Posted Friday, May 20, 11 p.m. GW’s Board of Trustees approved a six-month delay in faculty and staff pay raises Friday, making it the second time in three years that employees must wait 18 months for a salary increase that used to come every year.
The board voted in favor of a 6 percent pay raise to take effect January 2006 despite vocal faculty support in favor of a 3 percent increase this June. Trustees also approved the use of more than $1 million to go toward the average salaries of the University’s assistant and full-time faculty members.
At an emergency meeting of the Faculty Senate two weeks ago, some professors said the University was just trying to save money by delaying the raises.
In another development that will impact administration-faculty relations, the University’s thousands of part-time professors will unionize, following a verdict from the National Labor Relations Board this week.
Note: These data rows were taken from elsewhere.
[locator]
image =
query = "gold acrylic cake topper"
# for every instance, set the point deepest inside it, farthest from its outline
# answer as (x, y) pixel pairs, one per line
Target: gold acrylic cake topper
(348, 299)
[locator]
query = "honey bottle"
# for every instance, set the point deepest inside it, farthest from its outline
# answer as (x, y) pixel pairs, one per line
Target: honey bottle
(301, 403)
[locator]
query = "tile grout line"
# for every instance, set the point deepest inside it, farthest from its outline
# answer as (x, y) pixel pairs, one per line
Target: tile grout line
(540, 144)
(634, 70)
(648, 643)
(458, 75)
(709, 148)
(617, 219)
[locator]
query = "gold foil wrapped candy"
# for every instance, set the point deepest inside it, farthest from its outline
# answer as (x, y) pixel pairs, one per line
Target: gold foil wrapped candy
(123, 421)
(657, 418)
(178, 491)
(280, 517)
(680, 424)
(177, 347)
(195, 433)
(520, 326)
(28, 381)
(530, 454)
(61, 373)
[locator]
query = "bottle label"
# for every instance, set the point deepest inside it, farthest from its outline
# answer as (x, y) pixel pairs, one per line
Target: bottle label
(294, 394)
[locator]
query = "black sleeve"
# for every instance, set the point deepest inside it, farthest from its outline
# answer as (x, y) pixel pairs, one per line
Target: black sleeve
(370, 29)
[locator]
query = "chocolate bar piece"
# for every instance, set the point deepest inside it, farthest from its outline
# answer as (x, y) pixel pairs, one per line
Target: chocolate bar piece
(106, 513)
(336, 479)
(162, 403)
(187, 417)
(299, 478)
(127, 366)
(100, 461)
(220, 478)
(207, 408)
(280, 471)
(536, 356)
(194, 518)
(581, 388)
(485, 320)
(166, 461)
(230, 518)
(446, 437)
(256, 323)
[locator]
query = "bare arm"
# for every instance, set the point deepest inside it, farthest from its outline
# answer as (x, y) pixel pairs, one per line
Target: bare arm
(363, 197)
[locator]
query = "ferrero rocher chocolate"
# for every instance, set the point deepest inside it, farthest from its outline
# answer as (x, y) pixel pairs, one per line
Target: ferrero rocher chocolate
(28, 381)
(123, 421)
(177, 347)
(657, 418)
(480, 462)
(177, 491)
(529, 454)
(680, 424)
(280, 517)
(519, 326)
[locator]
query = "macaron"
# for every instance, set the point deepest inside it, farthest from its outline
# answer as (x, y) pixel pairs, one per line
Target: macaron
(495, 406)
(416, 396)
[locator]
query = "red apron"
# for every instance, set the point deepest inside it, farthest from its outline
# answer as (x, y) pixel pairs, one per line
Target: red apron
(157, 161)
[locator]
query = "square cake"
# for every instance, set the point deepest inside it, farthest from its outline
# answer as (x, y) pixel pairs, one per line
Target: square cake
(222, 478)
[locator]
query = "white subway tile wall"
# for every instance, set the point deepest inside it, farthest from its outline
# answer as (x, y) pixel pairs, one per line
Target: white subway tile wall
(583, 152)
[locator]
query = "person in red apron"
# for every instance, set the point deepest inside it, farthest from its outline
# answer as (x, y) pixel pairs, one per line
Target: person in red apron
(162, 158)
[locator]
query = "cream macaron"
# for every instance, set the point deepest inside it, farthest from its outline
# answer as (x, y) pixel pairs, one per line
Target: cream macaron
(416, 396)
The decision brings an end to seven months of deliberations over disputed ballots from a unionization vote that took place in October. Some part-time professors have criticized GW for not paying them enough and providing inadequate benefits, and believe that unionizing would enhance their bargaining position.
University President Stephen Joel Trachtenberg said a 6 percent increase in January will give professors’ salaries a boost over their counterparts at peer institutions. He added that the greater amount of funds to be allocated in January will help department chairs give raises to more professors.
“From a salary management point of view, if you’re a department chair and you’re trying to work with a pool of three percent to give raises to people, you don’t have a lot of flexibility because three percent doesn’t give you a lot of money to work with,” he said in a statement released Friday evening following the board meeting. “The result is that the money frequently gets smeared across like butter on a piece of hot toast – it’s done thoughtlessly.”
Trachtenberg added that the University does not plan on implementing a permanent 18-month raise cycle, and said he hopes to pass a 4 percent salary increase for faculty and staff in January 2007.